Techniques used by Muslim masons and engineers reached great heights of ingenuity. On the river Turia, in the same country, modern measurements have shown that the eight canals have between them a total capacity slightly less than that of the river, thus raising the possibility that the Muslims were able to gauge a river and then design their dams and canals to match. Smith elaborates on Muslim construction skills.
Muslim engineers used sophisticated land surveying methods to locate their dams in the most suitable sites, and also to lay out very complex canal systems. For such, they used astrolabes and also trigonometric calculations. The search for the lasting and solid remained central throughout. Around Baghdad water was diverted into the Nahwran Canal which supplied water for irrigation, whilst improvements were made to existing systems. Dams were built of carefully cut stone blocks, joined together by iron dowels, whilst the holes in which the dowels fitted were filled by pouring in molten lead. An impressive structure of masonry is Hill‘s description of the dam at Marib in Yemen, with its carefully cut and fitted blocks using lead dowels in their joints. It was 14 metres high and 600 metres long, with elaborate waterworks including sluices, spillways, a settling tank and distribution tank. So strong a structure it was, it survived for about ten centuries until lack of financial and technical resources made it impossible to maintain.
Figure 3: View of the moder Marib dam in Yeman taken in 1986. The Marib dam blocks the Wadi Adhanah in the valley of Dhana in the Balaq Hills, Yemen. The current dam is close to the ruins of the Great Dam of Marib, dating from around the 7th century BCE. It was one of the engineering wonders of the ancient world and a central part of the south Arabian civilization around Marib. (Source).
According to Scott, the masonry of the reservoirs in Spain was of the finest quality, and the cement used was harder than stone itself. Contingencies were provided for in such a manner that no overflow occurred, and no damage resulted even during the worst flooding. Evidence of Muslim engineering skills is the fact that these dams needed hardly any repair in a thousand years. At first sight, the eight dams on the Turia River seem to have an exaggerated amount of weight placed on their foundations, the masonry of each dam going some fifteen feet into the river bed, further support being provided by the addition of rows of wooden piles.
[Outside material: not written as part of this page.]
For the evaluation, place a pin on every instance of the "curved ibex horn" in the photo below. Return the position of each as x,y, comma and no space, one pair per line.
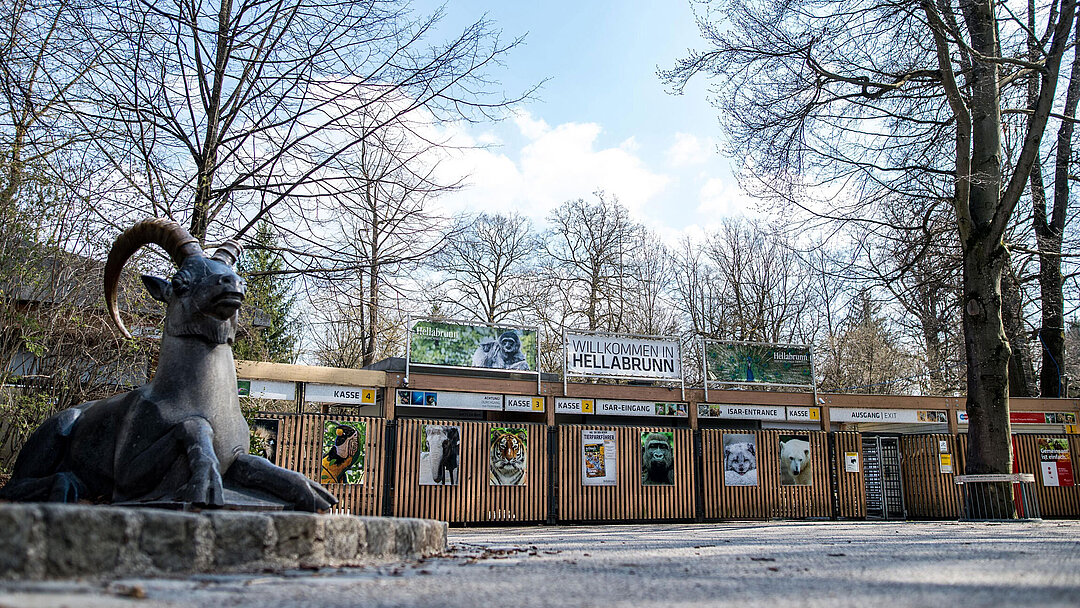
177,242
Such solid foundations were justified by the river’s erratic behaviour, which in times of flooding reaches a flow that is a hundred times greater than normal, the structure having to resist the battering of water, stones, rocks and trees. These dams, now over ten century old, still continue to meet the irrigation needs of Valencia, requiring no addition to the system. On the River Segura, the Muslims built a dam in order to irrigate vast lands in the Murcia region. Because of the nature of the terrain, the location, design and construction had to be perfect. The height of the dam was only 25 feet, yet at its base its thickness was 150 and l25 feet, which may seem excessive. Such thickness was necessary to counteract the softness and weakness of the river bed and to prevent it from sliding along. The water flowing over the crest initially fell vertically through a height of 13-17 feet on to a level platform, running the length of the dam. This served to dissipate the energy of the water spilling over the crest. The over-flow then ran to the foot of the dam over flat or gently sloping sections of the face. In this way the whole dam acted as a spillway and the energy gained by the water in falling 25 feet was dissipated en route. Thus the risk of undermining the downstream foundations was greatly reduced. Like with other dams, rubble masonry and mortar were used for the interior, and the whole was finished with large masonry blocks.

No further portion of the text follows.